Question 14 LLoyd's algorithm  empty clusters
While checking my implementation of LLoyd's algorithm, I received an error of float division by zero on one of my runs (it seems to happen rarely). I realized that if on the initial or subsequent iteration one of the clusters has zero elements then the update for mu for that clustered needs to be altered (see slide 11/20 Draft Lecture 16 for update rule). There seem to be two possibilities  either use the old value of mu for the cluster (i.e. not update it) or seed a new random value. If you use the old value then it is possible that the cluster will never get any members (for example if your points have a relatively empty region in the square and the mu for the cluster is in that region. Effectively you are using one less cluster if that happens. The alternative is to use a new random seed for that cluster and hopefully get out of the empty region but I am worried about convergence issues.
I am curious if others have encountered this issue and how they think it should be dealt with. 
Re: Question 14 LLoyd's algorithm  empty clusters
I generated a new random center when a center has no nearby points. The algo could still converge.

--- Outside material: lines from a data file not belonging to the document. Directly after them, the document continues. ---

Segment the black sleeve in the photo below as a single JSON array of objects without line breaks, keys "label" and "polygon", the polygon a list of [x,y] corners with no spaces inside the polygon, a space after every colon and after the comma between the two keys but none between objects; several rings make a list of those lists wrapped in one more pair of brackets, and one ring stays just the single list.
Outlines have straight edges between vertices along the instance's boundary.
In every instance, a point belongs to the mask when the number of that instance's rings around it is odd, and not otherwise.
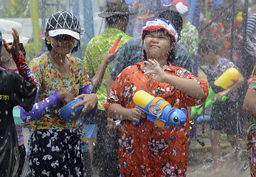
[{"label": "black sleeve", "polygon": [[24,108],[26,111],[30,111],[34,104],[37,92],[35,84],[26,80],[20,74],[12,74],[13,94],[12,99],[15,105]]}]

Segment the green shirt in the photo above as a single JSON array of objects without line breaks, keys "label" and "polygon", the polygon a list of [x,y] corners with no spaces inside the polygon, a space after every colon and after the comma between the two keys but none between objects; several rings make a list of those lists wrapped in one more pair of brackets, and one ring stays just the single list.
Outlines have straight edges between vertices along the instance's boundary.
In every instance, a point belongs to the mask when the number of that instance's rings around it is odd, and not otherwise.
[{"label": "green shirt", "polygon": [[[94,75],[103,60],[103,56],[112,47],[120,33],[123,33],[119,46],[131,39],[131,36],[125,35],[122,31],[116,28],[107,28],[102,34],[94,37],[88,44],[85,55],[85,66],[86,72]],[[107,94],[106,80],[109,72],[109,66],[105,71],[103,82],[97,92],[98,96],[98,109],[104,110],[104,102]]]}]

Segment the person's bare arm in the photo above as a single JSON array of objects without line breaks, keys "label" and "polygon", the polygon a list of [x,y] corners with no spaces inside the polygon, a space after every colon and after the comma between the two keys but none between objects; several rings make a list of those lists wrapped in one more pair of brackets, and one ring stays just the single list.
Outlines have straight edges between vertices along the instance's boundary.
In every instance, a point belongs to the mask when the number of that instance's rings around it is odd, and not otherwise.
[{"label": "person's bare arm", "polygon": [[128,119],[131,121],[139,122],[142,119],[147,118],[147,115],[142,111],[134,108],[126,108],[121,105],[114,103],[111,105],[106,110],[106,114],[114,119],[125,120]]},{"label": "person's bare arm", "polygon": [[[170,84],[196,99],[205,98],[206,95],[203,88],[195,80],[170,75],[165,73],[156,60],[148,60],[145,62],[147,63],[147,72],[144,74],[148,75],[158,82]],[[193,89],[191,89],[191,88]]]},{"label": "person's bare arm", "polygon": [[108,94],[110,92],[110,89],[111,88],[112,86],[114,85],[114,79],[108,74],[108,78],[107,78],[107,93]]}]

Re: Question 14 LLoyd's algorithm  empty clusters
Quote:

Re: Question 14 LLoyd's algorithm  empty clusters
I'm starting Lloyd's algorithm over anytime it comes up with fewer clusters than desired, so that each iteration I'm using the full number. Thanks to this original post I realized that this is an issue. Usually Lloyd's algorithm comes up with the correct number of clusters, but occasionally something weird happens. The larger the value of K (# desired clusters), the more frequently one ends up with less than the requisite number. I was very surprised to see rare cases where only one cluster remained (Perhaps I SHOULD be surprised, as all I've noticed is a bug in my code!). Anyone else see Lloyd's algorithm occasionally (rarely) coming up with only one region?
Thanks Mark, for asking the question. Also thanks to our illustrious professor! :) 
Re: Question 14 LLoyd's algorithm  empty clusters
I haven't had any problem since I used the approach of updating the mean of a cluster to a random point if the cluster was empty. And to my surprise once I figured out the parameters the scilearn python package has a routine which implements lloyds algorithm and it agreed with my own coding once I set equivalent parameters and seeds.

Re: Question 14 LLoyd's algorithm  empty clusters
It's fuzzy to me right now, but it looks like when I had no points in a cluster, its center snapped to the origin! Oops. I'm not sure this happened enough to harm my score, though.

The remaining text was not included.